FIG. 2 is a graph showing the calculation result of the S parameter
of the directional coupler according to the first embodiment of the
present invention. The line S (2, 1) denotes high-frequency signals
transmitting the main strip line 1, and the frequency thereof is
about 4.5 GHz. The line S (4, 1) denotes high-frequency signals
transmitted to the output terminal OUT2 of the sub strip line 2,
from the input terminal IN1 of the main strip line 1, and the
frequency thereof is about 2 GHz. Therefore, in the present
embodiment, the capacitance C is set so that the LC resonant
circuit resonated at the frequency of about 2 GHz.
Next, the effect of the present embodiment will be described in
comparison with a comparative example. The comparative example is
an example wherein the capacitor C1 is omitted from the
constitution of the present embodiment. FIG. 3 is a graph showing
the calculation result of the directivity of the directional
coupler according to the first embodiment of the present invention.
FIG. 4 is a graph showing the calculation result of the directivity
of the directional coupler according to the comparative example.
The ordinate represents directivity, the coupling degree, and
isolation; and the abscissa represents frequency. From this
calculation result, in the first embodiment, it is known that the
directivity is improved in the frequency rage from 1.1 GHz to 2.4
GHz centering at the frequency of 1.95 GHz in comparison with the
comparative example.
In the comparative example, if the line distance is narrowed for
elevating the degree of coupling, difference occurs in the
respective phase velocities in the even and odd modes, and the
directivity is deteriorated. Whereas in the present embodiment, by
forming the capacitor C1 and setting the capacitance C so as to
satisfy the above-described resonating conditions, a high degree of
coupling as well as a favorable directivity can be obtained.

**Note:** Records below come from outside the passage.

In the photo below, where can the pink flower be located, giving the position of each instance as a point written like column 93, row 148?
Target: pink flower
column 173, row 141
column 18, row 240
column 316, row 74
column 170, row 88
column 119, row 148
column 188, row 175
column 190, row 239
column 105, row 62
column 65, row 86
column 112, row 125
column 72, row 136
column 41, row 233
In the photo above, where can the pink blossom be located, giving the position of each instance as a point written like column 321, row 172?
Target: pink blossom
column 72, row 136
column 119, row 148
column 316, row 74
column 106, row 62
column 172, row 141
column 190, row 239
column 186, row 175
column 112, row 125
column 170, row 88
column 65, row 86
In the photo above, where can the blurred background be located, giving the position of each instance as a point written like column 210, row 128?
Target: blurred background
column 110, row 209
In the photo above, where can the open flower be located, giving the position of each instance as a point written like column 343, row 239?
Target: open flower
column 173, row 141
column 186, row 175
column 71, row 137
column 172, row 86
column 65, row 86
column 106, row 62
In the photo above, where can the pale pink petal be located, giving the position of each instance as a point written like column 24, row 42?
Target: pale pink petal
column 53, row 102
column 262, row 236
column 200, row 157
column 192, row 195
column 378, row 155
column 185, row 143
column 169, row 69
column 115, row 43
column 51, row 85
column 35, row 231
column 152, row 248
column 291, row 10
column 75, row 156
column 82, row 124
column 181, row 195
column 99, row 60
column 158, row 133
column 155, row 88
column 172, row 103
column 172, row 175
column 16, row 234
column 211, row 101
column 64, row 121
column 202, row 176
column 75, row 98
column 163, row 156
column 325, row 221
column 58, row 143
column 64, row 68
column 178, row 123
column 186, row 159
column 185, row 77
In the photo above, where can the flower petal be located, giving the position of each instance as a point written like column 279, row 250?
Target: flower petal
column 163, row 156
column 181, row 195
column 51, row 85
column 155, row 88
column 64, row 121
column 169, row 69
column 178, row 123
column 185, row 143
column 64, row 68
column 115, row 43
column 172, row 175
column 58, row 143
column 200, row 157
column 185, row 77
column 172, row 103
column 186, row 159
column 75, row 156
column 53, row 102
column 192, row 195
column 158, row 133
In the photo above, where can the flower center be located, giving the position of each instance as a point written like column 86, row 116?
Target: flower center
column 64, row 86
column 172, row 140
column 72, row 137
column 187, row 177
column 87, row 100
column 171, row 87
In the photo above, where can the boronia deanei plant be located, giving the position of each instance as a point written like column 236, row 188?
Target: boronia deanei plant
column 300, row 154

Here, since the phase velocity depends on L and C (proportional to
1/(LC).sup.1/2), the phase velocity can be adjusted by varying L
and C. Then, in the frequency wherein the directivity is improved,
it is estimated that the phase velocities of the even and odd modes
are agreed. Therefore in the present embodiment, it is considered
that difference in the phase velocities of even and odd modes can
be compensated by LC resonation.
FIG. 5 is a diagram showing a first modified example of the
directional coupler according to the first embodiment of the
present invention. It is different from the first embodiment in
that the capacitor C1 is connected in parallel to the main strip
line 1. Also in this case, the equal effect as in the first
embodiment can be obtained as long as the conditions wherein the LC
resonant circuit resonates by the high-frequency signals
transmitted from the input terminal IN1 to the output terminal OUT2
are satisfied.
FIG. 6 is a diagram showing a second modified example of the
directional coupler according to the first embodiment of the
present invention. The width of the sub strip line 2 is narrowed
than the width of the main strip line 1. Thereby, the size of the
directional coupler can be reduced. Also if the main strip line 1
is narrowed, although the loss of the main strip line 1 elevates,
in the second modified example, the loss of the main strip line 1
is not elevated.
FIG. 7 is a diagram showing a third modified example of the
directional coupler according to the first embodiment of the
present invention. Even if the capacitor C1 with such a narrow line
distance is constituted, the identical effect can be obtained.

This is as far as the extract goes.